5* Historical fiction engagingly presented for reasons described.

The Thin Gray Line

The Thin Gray Line ISBN: 9781098740139 assumed published, copyright and written by Michael Kenneth Smith.

This is a story of the Civil War between the states of the newly expanding democracy. The protagonist, Luke Pettigrew was little more than a boy when he is forced to leave his home on a hardscrabble farm in Tennessee by his seemingly uncaring father. He joins the confederate Army, is severely injured and attempts to make it home, when Clyde, a trader, finds him struggling, lifts him into his wagon and gives him a ride to his burned-out home a short distance from his own.

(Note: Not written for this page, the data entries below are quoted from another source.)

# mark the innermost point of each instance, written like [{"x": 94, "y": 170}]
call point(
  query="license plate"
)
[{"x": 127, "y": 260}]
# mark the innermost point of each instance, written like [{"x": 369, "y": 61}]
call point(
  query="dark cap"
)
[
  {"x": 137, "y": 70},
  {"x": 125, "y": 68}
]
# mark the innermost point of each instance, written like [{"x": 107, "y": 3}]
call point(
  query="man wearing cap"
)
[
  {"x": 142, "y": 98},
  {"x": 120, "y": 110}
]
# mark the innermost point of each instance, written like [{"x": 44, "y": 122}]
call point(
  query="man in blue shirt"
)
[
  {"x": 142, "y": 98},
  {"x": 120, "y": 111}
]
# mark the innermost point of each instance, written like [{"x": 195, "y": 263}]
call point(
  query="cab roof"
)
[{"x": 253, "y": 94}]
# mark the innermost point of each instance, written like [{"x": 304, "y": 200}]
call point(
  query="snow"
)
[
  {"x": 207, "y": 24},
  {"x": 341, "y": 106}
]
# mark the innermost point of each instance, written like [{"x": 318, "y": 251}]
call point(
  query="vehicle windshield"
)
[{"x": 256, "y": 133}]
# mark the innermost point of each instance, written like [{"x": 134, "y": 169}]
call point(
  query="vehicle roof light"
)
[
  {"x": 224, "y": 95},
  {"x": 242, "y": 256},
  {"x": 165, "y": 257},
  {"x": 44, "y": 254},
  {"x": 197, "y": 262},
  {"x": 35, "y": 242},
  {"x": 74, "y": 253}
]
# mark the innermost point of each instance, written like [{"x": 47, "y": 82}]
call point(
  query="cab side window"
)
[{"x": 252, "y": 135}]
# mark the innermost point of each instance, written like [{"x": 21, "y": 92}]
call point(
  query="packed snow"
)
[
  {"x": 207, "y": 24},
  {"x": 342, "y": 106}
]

Worried about him, he returns to find Luke passed out, takes him to his home where, with Joanie his wife’s help, he removes the partially destroyed leg above the knee because any medical help is at least 50 miles away and he won’t be able to make it alive. As he begins to recover, Clyde’s young sons Timmy and Tommy start asking him questions and he tells them his story. Luke had been assigned to the Ambulance Corps where he had met Col. Bedford Forrest, had performed heroically in battle, had fought at Shiloh, had joined Jeb Stuart where his horse had been shot from under him resulting in the badly injured leg that had required amputation. From this initial activity, Luke continues an interesting and quite serendipitous journey through the war-torn south as he engages in numerous activities dictated by the time and his abilities – care of the wounded as well as amputees specifically, a group with communicable disease, racial concerns, impact of the war on social relationships and more. The characters include several important and even notorious figures of the time as well as a number of fictional heritage.

Discussion: Although presented as a most interesting fictional tale with appealing characters, the author has set forth a fascinating history of some of the first and little known successful attempts made to supply functional artificial limbs to amputees. A man by the name of James Hanger initiated the procedures and lived until 1919 but his company continues today “as a world-wide leader in the development and manufacture of prosthetic devices with branches around the world. During WW I, the company received contracts from the U.K. and France and vaulted them to the top of their field where they remain today.” The only unfortunate aspects of the story are the manner in which the proof readers have let the author down and just a passing but haunting thought of what happened to Luke’s ‘long-sustaining true love’.

5* Heart-warming Civil War tale providing interesting historical details.